The Cartiva is an artificial cartilage toe implant that is designed to help treat and relieve the symptoms of arthritis in the large toe. It has recently been determined that the Cartiva implants may be defective in design and have a very high rate of failure. Failure of the Cartiva implant causes significant pain, loss of motion, and eventually requires additional surgery.

Our firm is currently seeking Cartiva implant lawsuits across the U.S. from individuals who suffered a premature failure of a Cartiva toe implant. Call us today at 800-553-8082 for a free consultation.

Big Toe Arthritis

Big toe arthritis (hallux limitus) is a medical condition that causes stiffness and pain in the joint located at the base of the big toe. The big toe joint is commonly referred to as the first metatarsophalangeal joint. It plays an important role – a much bigger role than people think –  in maintaining balance and facilitating walking. Over time as we age, it takes a pounding from stress and pressure.

The primary cause of big toe arthritis is typically attributed to wear and tear on the joint, which can lead to the development of bone spurs and cartilage loss. As the joint becomes damaged, it can become inflamed, leading to symptoms such as pain, swelling, and stiffness. With time, the range of motion of the big toe can become limited, which can make it challenging to engage in physical activities like walking and running.

cartiva lawsuit

In addition to wear and tear, other potential causes of big toe arthritis can include trauma, infection, or inflammatory conditions like gout or rheumatoid arthritis. It is crucial to seek medical attention from a healthcare provider if you experience pain or stiffness in your big toe joint, as early diagnosis and treatment can prevent further damage.

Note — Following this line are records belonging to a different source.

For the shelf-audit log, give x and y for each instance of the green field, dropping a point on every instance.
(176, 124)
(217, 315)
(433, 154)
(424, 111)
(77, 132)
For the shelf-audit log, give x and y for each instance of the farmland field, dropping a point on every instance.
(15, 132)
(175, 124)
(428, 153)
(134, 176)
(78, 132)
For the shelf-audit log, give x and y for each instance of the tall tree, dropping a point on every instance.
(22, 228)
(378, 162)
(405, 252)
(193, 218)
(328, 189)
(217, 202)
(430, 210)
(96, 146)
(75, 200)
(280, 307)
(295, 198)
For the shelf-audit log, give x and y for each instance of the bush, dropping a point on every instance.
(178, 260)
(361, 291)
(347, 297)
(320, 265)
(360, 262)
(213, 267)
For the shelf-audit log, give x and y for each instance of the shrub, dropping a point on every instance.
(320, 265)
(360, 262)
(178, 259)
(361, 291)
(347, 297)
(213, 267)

The traditional treatment options for big toe arthritis may include non-surgical approaches such as physical therapy, anti-inflammatory medications, or custom orthotics to support the foot. In some situations, surgical interventions like joint fusion or joint replacement may be necessary to alleviate pain and restore function. Cartiva came along with what was purported to be a revolutionary break through to treat big toe arthritis.

About the Cartiva Implant

The Cartiva is a new and unique type of implant device that is implanted in the big toe to treat the painful symptoms of big toe arthritis. Big toe arthritis is primarily caused by degrading of the cartilage in the big toe joint.

The Cartiva implant was specially designed to act as a synthetic replacement for the degraded cartilage in the big toe. It is a specially molded implant about the size of a pea. The Cartiva is made from a special material called polyvinyl hydrogel (PVA hydrogel). PVA hydrogels have been around for a long time and they are widely used in the medical device field because of their unique properties.

Prior to the Cartiva, the only real treatment option for big toe arthritis was fusion surgery (arthrodesis), in which the bones in the toe joint are surgically fused together to prevent friction. This is a difficult surgery and it leaves the individual with limited mobility in the toe.

The Cartiva was developed as the first alternative treatment for big toe arthritis. The Cartiva implant is very small (about the size of a pea) and designed to be inserted into the metatarsophalangeal joint in the toe. To insert the Cartiva, special instruments are used to open a cavity in the metatarsal joint into which the implant is implanted.

Once properly implanted into the joint, the Cartiva implant is supposed to serve as a synthetic replacement for the degraded cartilage and alleviate the bone on bone friction.

Cartiva Implant Problems

Since it was first released on the market, the Cartiva implant has proven to be very problematic and it is now clear that the implant has an abnormally high rate of failure. The primary reason for the high failure rate of the Cartiva is that the PVA hydrogel material that the implant is made out of has a tendency to shrink and compress after being implanted.

Shrinkage of the Cartiva implant after insertion causes the implant to become mobile and move out of its original implant position. Migration of the Cartiva implant can impact nerves and cause extreme pain. When migration of the implant occurs that patient must undergo corrective surgery to have the implant removed to alleviate the pain.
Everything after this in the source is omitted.